Really you should be using a doubly-linked list.

If this isn't possible, I think your best option will be to construct a copy of the list that has been reversed.

Other options, such as relying on recursion (effectively copying the list to the stack) could cause you to run out of stack space if the list is too long.

Answer 4

To use O(n) memory and O(n) performance, create a stack; push everything on as you iterate in the forwards direction, then pop everything off, yielding the results.

To use O(n^2) performance (but O(1) extra memory), read it forwards each time, up the the node before the last one you got to.

Example:

IEnumerable<T> Reverse (Node head) {
    Stack<Node> nodes = new Stack<Node>();
    while(head != null) {
        nodes.Push(head);
        head = head.Next;
    }
    while(nodes.Count > 0) {
        yield return nodes.Pop().Value;
    }
}

Answer 5

If you short of memory you can reverse list, iterate over it and reverse it again.
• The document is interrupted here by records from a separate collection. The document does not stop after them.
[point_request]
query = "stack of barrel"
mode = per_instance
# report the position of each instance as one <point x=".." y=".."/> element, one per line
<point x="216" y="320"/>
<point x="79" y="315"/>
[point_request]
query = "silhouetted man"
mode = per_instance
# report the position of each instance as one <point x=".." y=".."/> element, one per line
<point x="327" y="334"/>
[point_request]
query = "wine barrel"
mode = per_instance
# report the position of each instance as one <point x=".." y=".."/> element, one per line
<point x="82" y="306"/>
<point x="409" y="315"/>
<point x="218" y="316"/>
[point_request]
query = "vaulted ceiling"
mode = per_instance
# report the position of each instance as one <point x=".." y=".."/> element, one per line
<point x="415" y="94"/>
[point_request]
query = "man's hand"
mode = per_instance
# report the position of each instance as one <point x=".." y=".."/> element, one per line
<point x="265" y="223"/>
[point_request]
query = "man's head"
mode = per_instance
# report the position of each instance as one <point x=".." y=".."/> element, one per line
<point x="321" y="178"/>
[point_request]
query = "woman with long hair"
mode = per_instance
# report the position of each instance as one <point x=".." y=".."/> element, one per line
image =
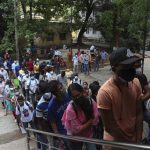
<point x="80" y="116"/>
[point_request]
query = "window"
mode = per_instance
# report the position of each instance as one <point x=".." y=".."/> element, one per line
<point x="62" y="36"/>
<point x="50" y="37"/>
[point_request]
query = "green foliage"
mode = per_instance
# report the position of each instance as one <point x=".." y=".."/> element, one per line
<point x="127" y="20"/>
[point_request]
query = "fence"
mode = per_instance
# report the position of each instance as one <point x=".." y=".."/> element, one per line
<point x="50" y="145"/>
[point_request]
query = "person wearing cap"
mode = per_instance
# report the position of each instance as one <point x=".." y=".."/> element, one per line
<point x="119" y="100"/>
<point x="36" y="69"/>
<point x="24" y="112"/>
<point x="62" y="78"/>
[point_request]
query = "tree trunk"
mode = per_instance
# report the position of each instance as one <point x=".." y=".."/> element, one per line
<point x="114" y="28"/>
<point x="83" y="28"/>
<point x="23" y="5"/>
<point x="30" y="3"/>
<point x="2" y="26"/>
Alternatively you can make a stack of pointers to nodes (or whatever is like a pointer in C#).

Answer 6

One of the hallmarks of a singly-linked list is that it is, in fact, singly linked. It is a one-way street, and there's no way to overcome that unless you turn it into something else (such as a reversed singly-linked list, a stack, a doubly-linked list...). One must be true to the nature of things.

As has been pointed out earlier; if you need to traverse a list both ways; you need to have a doubly-linked list. That is the nature of a doubly linked list, it goes both ways.

Answer 7

This is messy but works:

class SinglyLinkedList {
SinglyLinkedList next;
int pos;
SinglyLinkedList(int pos) {
 this.pos = pos;
}
SinglyLinkedList previous(SinglyLinkedList startNode) {
 if (startNode == this) return null;
 if (startNode.next == this) return startNode;
 else return previous(startNode.next);
}

static int count = 0;
static SinglyLinkedList list;
static SinglyLinkedList head;
static SinglyLinkedList tail;
public static void main (String [] args) {
 init();

 System.out.println("Head: " + head.pos);
 System.out.println("Tail: " + tail.pos);

 list = head;
 System.out.print("List forwards: ");
 while (list != null) {
  System.out.print(list.pos + ",");
  list = list.next;
 }

 list = tail;
 System.out.print("\nList backwards: ");
 while (list.previous(head) != null) {
  System.out.print(list.pos + ",");
  list = list.previous(head);
 }
}
static void init() {
 list = new SinglyLinkedList(0);
 head = list;
 while (count < 100) {
  list.next = new SinglyLinkedList(++count);
  list = list.next;
 }
 tail = list;
}

}

Answer 8

Assuming your singly-linked list implements IEnumerable<T>, you can utilize LINQ's Reverse extension method:

var backwards = singlyLinkedList.Reverse();

You'll need to add a using System.Linq; directive at the top of the code file to use LINQ's extension methods.

Answer 9

A variation of creating a stack and pushing all the elements onto the stack is to use recursion (and the system's built in stack), this is probably not the way to go with production code but serves as a better (IMHO) interview answer for the following reasons:

1. It shows that you grok recursion
2. It's less code and appears more elegant
3. A naive interviewer may not realize that there is a space overhead (if this is the case you may want to consider whether you want to work there).

Answer 10

There is a third solution, this time using O(log(n)) memory and O(n log(n)) time, thus occupying the middle ground between the two solutions in Marc's answer.

It is effectively a reverse in-order descent of a binary tree [O(log(n))], except at each step you need to find the top of the tree [O(n)]:

1. Split the list in two
2. Recurse into the second half of the list
3. Print the value at the midpoint
4. Recurse into the first half

Here is the solution in Python (I don't know C#):

def findMidpoint(head, tail):
  pos, mid = head, head
  while pos is not tail and pos.next is not tail:
    pos, mid = pos.next.next, mid.next
  return mid

def printReversed(head, tail=None):
  if head is not tail:
    mid = findMidpoint(head, tail)
    printReversed(mid.next, tail)
    print mid.value,
    printReversed(head, mid)

This could be recast using iteration instead of recursion, but at the cost of clarity.

For example, for a million-entry list, the three solutions take on the order of:

Solution   Memory       Performance
=========================================
 Marc #1     4MB    1 million operations
  Mine       80B    20 million operations
 Marc #2      4B    1 trillion operations